Arthur Miller’s Literary Reckoning with His Jewish Experience https://mosaicmagazine.com/picks/arts-culture/2023/01/arthur-millers-literary-reckoning-with-his-jewish-experience/

January 12, 2023 | John Nathan
About the author:

One of the most prestigious American playwrights of the 20th century, Arthur Miller is best known for Death of a Salesman and The Crucible. Although he did once comment that the actor who best understood the former play’s protagonist was Yosik Buloff, a giant of the Yiddish stage, most of Miller’s theatrical works are without explicitly Jewish content. A recent biography by John Lahr, however, calls attention to Miller’s explorations of the condition of American Jewry. John Nathan writes in his review:

It was against this background [of rising anti-Semitism in the U.S. and the Nazi conquest of Europe] that Miller wrote his first success—not a play but the novel Focus (1945), about a casual anti-Semite who becomes a foot soldier in the cause of Jew-hatred. He is, however, so often mistaken as a Jew by his fellow persecutors he ends up being a victim of his own prejudice.

Before then, Lee Strasbourg’s Theatre Group eventually decided against staging Miller’s new play The Grass Still Grows, about a Jewish family (not unlike Miller’s), because, having already mounted Clifford Odets’s Awake and Sing, they didn’t want “to do another Jewish play.”

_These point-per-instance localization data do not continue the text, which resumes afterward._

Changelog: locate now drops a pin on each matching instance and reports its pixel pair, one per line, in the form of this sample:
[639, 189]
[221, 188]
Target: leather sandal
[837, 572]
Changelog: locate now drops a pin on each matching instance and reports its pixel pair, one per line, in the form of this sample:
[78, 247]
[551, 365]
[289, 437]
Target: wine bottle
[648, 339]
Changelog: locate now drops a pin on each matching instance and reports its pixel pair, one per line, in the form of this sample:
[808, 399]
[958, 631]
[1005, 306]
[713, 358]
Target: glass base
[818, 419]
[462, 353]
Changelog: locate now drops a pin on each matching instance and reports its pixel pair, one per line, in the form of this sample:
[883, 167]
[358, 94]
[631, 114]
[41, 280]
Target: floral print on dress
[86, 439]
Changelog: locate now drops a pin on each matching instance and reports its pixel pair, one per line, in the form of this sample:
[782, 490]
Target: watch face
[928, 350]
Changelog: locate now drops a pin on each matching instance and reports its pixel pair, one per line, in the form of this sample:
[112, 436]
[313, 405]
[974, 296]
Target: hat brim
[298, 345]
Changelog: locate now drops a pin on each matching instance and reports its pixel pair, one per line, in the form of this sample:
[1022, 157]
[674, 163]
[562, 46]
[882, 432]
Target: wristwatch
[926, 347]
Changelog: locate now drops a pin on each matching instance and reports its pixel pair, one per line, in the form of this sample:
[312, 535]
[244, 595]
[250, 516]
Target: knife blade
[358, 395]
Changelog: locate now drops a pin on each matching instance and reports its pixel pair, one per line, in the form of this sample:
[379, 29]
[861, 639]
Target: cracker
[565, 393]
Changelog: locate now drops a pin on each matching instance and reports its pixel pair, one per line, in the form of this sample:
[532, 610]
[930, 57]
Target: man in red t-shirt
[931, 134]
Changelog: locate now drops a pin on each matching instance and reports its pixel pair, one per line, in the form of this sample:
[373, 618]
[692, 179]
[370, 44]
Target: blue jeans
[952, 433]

Through the course of 200 pages or so—a fraction (a third, in fact) of the number of pages Lahr uses in his acclaimed Tennessee Williams biography—the author cherry-picks the crucial personal and world events from which Miller wrought his plays. . . . It is a tapestry rich with personal as well as public detail, but it also makes irrefutable the argument (sometimes opposed) that Miller’s Jewishness was foundational to his writing.

If Miller’s illiterate immigrant father Isidore—who became a wealthy businessman before everything was lost in the [1929] crash—is there in his college play No Villain (1936, about the dilemmas faced by a family business in the teeth of industrial action), so too is the crushing memory of Isidore needing his sixteen-year-old son to pay a subway fare.